Usually, a dog's owner is legally responsible for damage or injury the dog causes. But someone else may also be liable, if any of the following is true:
In states with the one-bite rule, someone who harbors or keeps a dog is just as liable as the legal owner of a dog if the dog causes injury. Many state dog-bite laws also make the "owner or keeper" of a dog liable for damage or injury the dog causes.
A "keeper" is someone with care, custody, and control of a dog. A Minnesota court put it this way:
“Harboring or keeping a dog means something more than a meal of mercy to a stray dog or the casual presence of a dog on someone's premises. Harboring means to afford lodging, to shelter or to give refuge to a dog. Keeping a dog…implies more than the mere harboring of the dog for a limited purpose or time. One becomes the keeper of a dog only when he either with or without the owner's permission undertakes to manage, control or care for it as dog owners in general are accustomed to do.” (Verrett v. Silver, 244 N.W.2d 147 (Minn. 1976).

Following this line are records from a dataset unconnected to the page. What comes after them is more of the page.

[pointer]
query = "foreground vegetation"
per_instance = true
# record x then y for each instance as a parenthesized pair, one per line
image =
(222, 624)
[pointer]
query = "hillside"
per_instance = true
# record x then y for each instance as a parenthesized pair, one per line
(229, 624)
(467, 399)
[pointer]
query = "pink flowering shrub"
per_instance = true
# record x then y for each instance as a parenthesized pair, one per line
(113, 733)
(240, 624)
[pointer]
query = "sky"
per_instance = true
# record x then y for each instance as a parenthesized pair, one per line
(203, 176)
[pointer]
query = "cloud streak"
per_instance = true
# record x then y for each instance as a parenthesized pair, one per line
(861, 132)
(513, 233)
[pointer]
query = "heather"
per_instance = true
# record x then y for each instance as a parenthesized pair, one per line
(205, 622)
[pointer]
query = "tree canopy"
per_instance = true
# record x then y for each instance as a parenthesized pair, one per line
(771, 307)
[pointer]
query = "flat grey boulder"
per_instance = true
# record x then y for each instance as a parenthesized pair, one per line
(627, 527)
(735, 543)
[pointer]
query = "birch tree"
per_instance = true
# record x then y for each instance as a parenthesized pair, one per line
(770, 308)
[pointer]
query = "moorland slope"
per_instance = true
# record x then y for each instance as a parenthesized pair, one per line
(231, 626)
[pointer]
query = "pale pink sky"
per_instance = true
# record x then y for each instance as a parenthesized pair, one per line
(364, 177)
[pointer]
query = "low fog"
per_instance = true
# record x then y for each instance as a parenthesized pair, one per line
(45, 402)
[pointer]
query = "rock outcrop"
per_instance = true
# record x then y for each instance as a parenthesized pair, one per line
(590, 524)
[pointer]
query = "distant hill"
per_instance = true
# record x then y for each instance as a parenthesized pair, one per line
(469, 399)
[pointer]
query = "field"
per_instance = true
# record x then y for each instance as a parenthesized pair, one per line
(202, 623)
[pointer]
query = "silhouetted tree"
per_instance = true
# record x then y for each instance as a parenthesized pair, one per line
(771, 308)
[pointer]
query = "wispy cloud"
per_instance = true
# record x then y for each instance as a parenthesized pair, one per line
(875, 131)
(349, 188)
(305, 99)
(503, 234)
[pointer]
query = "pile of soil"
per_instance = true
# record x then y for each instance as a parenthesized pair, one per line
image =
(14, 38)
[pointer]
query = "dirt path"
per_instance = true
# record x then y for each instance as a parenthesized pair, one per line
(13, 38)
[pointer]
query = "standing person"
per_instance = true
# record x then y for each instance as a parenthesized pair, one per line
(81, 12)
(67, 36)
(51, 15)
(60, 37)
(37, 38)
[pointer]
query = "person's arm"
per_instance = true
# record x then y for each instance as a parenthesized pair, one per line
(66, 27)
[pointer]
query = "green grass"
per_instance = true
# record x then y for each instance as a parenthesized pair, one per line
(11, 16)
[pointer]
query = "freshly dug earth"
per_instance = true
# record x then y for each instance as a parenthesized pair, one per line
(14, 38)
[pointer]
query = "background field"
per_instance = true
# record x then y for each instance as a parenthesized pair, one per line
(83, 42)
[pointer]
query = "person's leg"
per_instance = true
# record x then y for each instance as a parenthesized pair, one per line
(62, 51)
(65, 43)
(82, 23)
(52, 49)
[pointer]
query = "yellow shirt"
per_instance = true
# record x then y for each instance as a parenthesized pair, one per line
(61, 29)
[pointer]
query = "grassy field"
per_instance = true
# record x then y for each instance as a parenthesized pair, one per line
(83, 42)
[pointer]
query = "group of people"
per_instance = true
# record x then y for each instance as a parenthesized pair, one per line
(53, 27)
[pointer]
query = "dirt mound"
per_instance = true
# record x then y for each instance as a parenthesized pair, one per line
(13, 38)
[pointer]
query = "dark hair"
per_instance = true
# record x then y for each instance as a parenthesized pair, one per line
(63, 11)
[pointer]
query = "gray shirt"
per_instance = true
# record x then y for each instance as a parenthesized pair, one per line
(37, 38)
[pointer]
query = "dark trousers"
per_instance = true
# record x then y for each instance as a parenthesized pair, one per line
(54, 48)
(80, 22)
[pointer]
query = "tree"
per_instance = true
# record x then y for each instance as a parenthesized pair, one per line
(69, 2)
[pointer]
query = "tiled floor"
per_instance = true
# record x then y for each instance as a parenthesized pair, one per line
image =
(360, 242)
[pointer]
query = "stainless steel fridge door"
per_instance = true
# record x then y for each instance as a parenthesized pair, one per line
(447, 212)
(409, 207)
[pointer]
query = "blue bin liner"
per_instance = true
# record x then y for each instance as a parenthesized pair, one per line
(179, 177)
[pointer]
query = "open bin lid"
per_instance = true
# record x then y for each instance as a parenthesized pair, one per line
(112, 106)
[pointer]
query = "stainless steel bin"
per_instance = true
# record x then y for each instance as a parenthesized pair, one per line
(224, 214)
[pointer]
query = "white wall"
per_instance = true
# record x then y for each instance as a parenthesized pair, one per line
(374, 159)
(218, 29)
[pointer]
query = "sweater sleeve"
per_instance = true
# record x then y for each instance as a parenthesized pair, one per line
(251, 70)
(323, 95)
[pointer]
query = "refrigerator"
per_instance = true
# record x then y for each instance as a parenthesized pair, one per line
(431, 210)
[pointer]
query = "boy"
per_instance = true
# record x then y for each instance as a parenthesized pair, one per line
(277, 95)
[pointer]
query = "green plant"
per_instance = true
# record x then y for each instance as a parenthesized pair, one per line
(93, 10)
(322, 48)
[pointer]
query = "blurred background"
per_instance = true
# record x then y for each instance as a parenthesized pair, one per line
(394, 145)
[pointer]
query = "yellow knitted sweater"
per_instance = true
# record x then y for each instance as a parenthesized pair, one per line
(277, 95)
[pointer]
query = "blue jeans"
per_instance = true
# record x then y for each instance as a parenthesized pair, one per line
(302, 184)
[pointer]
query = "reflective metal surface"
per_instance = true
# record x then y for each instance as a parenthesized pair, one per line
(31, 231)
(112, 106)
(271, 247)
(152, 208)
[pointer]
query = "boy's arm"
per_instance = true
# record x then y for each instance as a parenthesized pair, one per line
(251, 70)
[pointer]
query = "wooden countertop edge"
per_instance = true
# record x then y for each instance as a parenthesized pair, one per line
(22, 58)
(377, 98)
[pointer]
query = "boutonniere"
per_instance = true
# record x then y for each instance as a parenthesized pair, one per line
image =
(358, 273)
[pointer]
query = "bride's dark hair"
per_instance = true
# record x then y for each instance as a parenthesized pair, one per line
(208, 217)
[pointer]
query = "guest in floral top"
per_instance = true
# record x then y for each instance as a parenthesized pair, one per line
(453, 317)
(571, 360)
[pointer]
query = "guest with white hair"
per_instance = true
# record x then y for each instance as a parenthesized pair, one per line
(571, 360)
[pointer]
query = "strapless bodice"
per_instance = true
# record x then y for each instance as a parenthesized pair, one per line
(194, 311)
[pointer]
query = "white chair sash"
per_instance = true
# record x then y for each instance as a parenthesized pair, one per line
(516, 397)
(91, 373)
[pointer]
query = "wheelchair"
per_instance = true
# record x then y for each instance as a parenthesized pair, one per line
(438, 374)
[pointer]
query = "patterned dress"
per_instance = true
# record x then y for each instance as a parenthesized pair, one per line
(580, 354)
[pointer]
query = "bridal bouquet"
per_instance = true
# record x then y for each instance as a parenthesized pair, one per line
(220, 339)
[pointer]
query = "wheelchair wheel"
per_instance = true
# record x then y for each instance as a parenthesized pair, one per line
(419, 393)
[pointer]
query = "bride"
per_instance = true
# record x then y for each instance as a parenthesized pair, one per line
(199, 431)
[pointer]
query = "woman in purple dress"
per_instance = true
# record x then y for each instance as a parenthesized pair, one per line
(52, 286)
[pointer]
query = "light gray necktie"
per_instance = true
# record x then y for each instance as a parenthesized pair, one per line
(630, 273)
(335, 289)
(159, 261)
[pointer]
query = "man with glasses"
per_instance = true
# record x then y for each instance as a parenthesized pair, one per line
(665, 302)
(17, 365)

Some courts, however, consider someone who has custody only for a very limited time to be a keeper. Here are some examples of how courts have ruled on the question of keeping or harboring a dog:
Some state dog-bite statutes limit liability to the owner of the dog. Under Washington law, for example, "mere keepers or possessors of a dog" aren't liable under the state statute, which limits liability to owners. (Guerrero v. Capron, 121 Wash. App. 1063 (2004).) But be careful not to take these statutes at face value. Sometimes another section of the statute, or a court interpreting it, defines "owner" as anyone who cares for or harbors the dog. For example, the Illinois statute says that if a dog injures a person, "the owner of such dog" is liable for the full amount of the injury. But another Illinois statute defines "owner" as anyone who keeps or harbors a dog. (510 Ill. Comp. Stat., § § 5/2.16, 5/16.)
Local ordinances may define "owner" more broadly than state laws. Under the Oklahoma statute, for example, "owner" is given a limited meaning. A Tulsa ordinance, however, defines owner as anyone "having the care or custody of or harboring, keeping or maintaining" a dog. Tulsa residents are subject to the broader local meaning, the Oklahoma Supreme Court has ruled. (Hampton ex rel. Hampton v. Hammons, 743 P.2d 1053 (Okla. 1987).)
A dog may have more than one owner, and so more than one person may be liable if the dog injures someone. For example, if you leave your dog with a friend for six months, and the dog bites someone, the friend may be liable as a "keeper." But you're still the owner, so you may be liable, too, either because of a dog-bite statute or, if you knew the dog was dangerous, the common law one-bite rule.
If the dog is owned or cared for by someone less than 18 years old, that minor's parents are probably legally liable in place of the minor. The dog-bite laws of some states say that explicitly. Some other states have laws that make parents responsible, to a limited extent, for damage their minor children cause. In other states, courts are likely to rule that the child's parents, who allow the dog on the premises and give it food and shelter, are liable because they are "keepers" of the dog.
In most circumstances, injured children can’t sue their parents for negligence. The reason is the "parental immunity" doctrine adopted by many states, which is based on the theory that family harmony would be disrupted if children could sue parents for failing to supervise and protect them adequately. But this immunity is not absolute. For example, a court allowed a lawsuit brought on behalf of a toddler after the family dog bit her severely. An Arizona court ruled that because the parents had a duty, as dog owners, to keep their dog from injuring anyone—including their own child—they were not immune from a lawsuit filed on behalf of their daughter. (Schleier ex rel. Alter v. Alter, 767 P.2d 1187 (Ariz. App. 1989).) The Arizona Supreme Court later abolished the parental immunity doctrine in that state. (Broadbent v. Broadbent, 184 Ariz. 74 (1995).)
It's a complicated area. Some states have allowed children to sue if the lawsuit isn't based on negligence, but instead on a dog-bite statute that imposes strict liability on dog owners. Others have not.
Anyone who lets a dog stay on his property may be liable for injury the dog causes if it's unreasonably careless to do so. For example, a New Jersey store was sued after a dog, tied outside the store by a shopper, bit a girl on her way inside. The court said that if a jury decided the store should have foreseen that the dog might bite someone, it would be liable for the injury. (Nakhla v. Singer-Shoprite, Inc., 500 A.2d 411 (N.J. Super. A.D. 1985).)
If you're hurt at work by a dog, your legal options may be limited. For example, a Massachusetts woman, bitten by her employer's dog, was not allowed to sue her employer; her only recourse was to file a worker's compensation claim. (Barrett v. Rodgers, 408 Mass. 614 (1990).)